Result Merging in Distributed Indexing

Jan Pedersen and Hinrich Schuetze, Palo Alto Research Center, Xerox Corporation

Distributed search systems should be able to return ranked result lists as well as the unranked result sets that are common in Boolean systems and Harvest/Glimpse. Ranking is difficult in a distributed environment because simply combining results across servers is known to be inferior to the ranking that would be achieved if the documents where centralized. This is because ranking strategies make use of collection statistics which, in the case of a meta-collection composed of a number of distributed collections, are not available to each individual server. Some systems try to circumvent the need for statistical weighting by ranking according to the number of term matches (e.g. WAIS). However, it is well-known in the information retrieval literature that unweighted searches perform worse than weighted searches [1]. To address this problem, we believe that two-way communication of collection statistics must be included in standards for effective distributed searching.

Most term weighting methods in information retrieval rely on the collection document frequency of a term, i.e. the number of documents in the full collection in which that term occurs. When a user creates a meta-collection on the fly by selecting a number of collection servers to search over, a term's document frequency for the meta-collection can be computed by summing the document frequencies from the individual collections. The protocol should therefore enable the client to obtain the document frequencies of the current query terms from the individual collections. However, unless that information is communicated back to each individual server, the individual servers will not have the information necessary to form optimal weights. Instead they must rely on local statistics, which produce inferior results to global statistics [2]. The protocol should therefore allow for the communication back to each server of global collection statistics to be used in weighting. Finally, in order for the scores from different servers to be comparable, the same scoring function has to be used by each server. We propose that the most common weighting functions be specified in the standard and that the protocol allow the client to select which weighting function to use on a particular search.
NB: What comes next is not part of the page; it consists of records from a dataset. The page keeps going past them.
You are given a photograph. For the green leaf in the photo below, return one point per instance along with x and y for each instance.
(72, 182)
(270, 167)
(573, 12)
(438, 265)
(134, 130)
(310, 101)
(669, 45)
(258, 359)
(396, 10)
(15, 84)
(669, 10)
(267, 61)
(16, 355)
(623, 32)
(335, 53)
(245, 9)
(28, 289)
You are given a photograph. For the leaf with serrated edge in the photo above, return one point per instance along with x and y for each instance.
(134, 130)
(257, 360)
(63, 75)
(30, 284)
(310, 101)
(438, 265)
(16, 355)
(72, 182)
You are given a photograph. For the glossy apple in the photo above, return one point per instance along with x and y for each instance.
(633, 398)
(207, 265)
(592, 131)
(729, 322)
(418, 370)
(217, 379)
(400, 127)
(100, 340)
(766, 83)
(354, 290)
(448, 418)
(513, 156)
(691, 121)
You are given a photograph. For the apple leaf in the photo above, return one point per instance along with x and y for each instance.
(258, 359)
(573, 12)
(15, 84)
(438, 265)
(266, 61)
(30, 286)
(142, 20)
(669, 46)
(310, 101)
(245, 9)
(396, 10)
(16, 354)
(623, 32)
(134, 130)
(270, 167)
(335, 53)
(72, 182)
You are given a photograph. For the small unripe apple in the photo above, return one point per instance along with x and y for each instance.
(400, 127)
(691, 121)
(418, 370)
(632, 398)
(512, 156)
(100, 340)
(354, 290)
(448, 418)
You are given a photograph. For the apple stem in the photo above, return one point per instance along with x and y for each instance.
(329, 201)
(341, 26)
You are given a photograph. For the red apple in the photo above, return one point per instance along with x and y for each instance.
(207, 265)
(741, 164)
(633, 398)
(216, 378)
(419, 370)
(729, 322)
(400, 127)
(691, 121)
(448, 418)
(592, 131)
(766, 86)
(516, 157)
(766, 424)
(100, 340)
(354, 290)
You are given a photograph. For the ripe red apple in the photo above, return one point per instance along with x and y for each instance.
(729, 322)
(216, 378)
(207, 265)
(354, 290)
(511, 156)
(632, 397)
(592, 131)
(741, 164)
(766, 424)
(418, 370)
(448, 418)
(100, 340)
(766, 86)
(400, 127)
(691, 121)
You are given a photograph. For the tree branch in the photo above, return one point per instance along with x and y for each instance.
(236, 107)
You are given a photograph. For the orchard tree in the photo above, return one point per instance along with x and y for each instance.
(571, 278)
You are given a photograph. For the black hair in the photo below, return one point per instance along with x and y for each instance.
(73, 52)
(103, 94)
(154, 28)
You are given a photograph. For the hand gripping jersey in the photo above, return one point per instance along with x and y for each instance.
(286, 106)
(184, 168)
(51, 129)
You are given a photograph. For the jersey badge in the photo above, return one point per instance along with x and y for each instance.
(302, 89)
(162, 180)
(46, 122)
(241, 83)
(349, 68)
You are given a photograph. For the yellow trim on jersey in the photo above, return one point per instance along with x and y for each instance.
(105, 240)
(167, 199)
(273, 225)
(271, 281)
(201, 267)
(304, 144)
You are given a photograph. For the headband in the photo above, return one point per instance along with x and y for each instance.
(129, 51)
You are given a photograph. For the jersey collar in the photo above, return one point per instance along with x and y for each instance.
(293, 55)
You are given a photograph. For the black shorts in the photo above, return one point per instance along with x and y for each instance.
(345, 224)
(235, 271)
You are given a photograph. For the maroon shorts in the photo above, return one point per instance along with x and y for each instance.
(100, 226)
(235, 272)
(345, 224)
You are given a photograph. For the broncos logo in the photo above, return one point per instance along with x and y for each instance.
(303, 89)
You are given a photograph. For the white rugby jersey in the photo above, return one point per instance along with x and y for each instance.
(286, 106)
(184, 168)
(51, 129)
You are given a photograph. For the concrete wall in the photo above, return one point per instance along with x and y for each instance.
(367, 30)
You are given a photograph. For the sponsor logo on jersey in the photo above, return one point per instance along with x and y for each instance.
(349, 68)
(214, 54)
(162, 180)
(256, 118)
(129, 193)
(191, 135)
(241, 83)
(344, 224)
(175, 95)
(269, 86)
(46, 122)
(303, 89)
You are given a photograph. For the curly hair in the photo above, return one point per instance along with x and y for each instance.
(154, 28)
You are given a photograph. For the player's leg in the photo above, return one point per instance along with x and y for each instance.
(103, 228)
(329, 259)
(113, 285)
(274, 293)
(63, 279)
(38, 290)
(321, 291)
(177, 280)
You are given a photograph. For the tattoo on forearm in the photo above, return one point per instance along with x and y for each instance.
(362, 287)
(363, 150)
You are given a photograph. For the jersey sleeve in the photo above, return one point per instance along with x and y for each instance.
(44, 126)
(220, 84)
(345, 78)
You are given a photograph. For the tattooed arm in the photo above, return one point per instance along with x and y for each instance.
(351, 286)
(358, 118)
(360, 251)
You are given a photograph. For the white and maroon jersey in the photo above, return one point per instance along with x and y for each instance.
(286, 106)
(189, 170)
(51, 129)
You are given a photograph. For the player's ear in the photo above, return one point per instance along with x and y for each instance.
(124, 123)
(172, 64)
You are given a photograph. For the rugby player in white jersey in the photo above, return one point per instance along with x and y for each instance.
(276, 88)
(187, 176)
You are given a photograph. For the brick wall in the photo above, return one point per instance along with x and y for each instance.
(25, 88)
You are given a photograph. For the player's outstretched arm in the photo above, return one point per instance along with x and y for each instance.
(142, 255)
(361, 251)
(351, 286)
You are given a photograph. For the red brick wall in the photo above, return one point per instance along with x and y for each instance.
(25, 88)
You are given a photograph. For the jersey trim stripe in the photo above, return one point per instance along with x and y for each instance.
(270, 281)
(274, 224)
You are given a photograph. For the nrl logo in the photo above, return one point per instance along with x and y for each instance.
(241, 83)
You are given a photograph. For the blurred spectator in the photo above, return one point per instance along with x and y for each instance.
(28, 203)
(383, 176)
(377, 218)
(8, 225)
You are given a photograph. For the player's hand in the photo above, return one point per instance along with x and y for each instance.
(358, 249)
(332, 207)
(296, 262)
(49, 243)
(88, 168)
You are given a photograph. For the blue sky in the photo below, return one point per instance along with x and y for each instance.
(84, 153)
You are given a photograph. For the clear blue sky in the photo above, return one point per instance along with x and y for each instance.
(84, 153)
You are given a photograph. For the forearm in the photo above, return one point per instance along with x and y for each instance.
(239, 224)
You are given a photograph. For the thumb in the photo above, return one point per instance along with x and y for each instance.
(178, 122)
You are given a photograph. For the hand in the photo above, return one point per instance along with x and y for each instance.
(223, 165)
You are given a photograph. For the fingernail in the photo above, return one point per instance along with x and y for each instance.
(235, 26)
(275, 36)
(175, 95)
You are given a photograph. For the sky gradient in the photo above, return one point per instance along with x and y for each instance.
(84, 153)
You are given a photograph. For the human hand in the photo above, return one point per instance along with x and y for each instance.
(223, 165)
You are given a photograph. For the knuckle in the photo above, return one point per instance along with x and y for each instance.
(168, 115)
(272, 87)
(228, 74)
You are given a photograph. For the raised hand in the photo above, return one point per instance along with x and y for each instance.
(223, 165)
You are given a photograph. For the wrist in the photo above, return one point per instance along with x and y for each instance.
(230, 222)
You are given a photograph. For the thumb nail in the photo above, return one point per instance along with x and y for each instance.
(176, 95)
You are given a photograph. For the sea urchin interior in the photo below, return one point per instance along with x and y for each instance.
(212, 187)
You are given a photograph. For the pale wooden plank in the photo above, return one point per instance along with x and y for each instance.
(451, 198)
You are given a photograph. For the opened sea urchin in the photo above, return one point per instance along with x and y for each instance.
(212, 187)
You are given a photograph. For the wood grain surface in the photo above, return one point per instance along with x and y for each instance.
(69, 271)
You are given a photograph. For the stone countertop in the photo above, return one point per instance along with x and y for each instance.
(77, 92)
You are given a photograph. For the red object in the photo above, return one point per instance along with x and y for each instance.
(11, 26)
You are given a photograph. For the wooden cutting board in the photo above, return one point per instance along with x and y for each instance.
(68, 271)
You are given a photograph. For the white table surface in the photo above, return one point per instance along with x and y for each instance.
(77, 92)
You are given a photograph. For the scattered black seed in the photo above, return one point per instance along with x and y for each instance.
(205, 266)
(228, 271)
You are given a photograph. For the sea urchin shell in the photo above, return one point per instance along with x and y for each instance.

The following tf.idf formula is an example of one of the common weighting function in information retrieval:

sum over all terms i shared by query and document:
log(N / N(i)) * square-root(tf(i,document)) * square-root(tf(i,query))

where N is the total number of documents in the (meta-)collection, N(i) is the document frequency of term i, tf(i,document) is the term frequency of term i in the document, tf(i,query) is the term frequency of term i in the query and both document vector and query vector are assumed to be cosine-normalized.

In summary, we argue that results from information retrieval research motivate an extension of the protocols between clients and servers to support effective multi-site ranked searches. The standard protocol should allow clients

to obtain characteristic statistics about each server's collection
to select from a standard set of scoring functions and
to send term statistics on the current meta-collection to a server (along with a particular query)

[1] Salton and Buckley. Term-weighting Approaches in Automatic Text Retrieval. IP&M Vol. 24, No. 5, pp. 513-523, 1988.

[2] J.P. Callan, Zhihong Lu and W. Bruce Croft. Searching Distributed Collections with Inference Networks. SIGIR 95, pp. 21-28, 1995.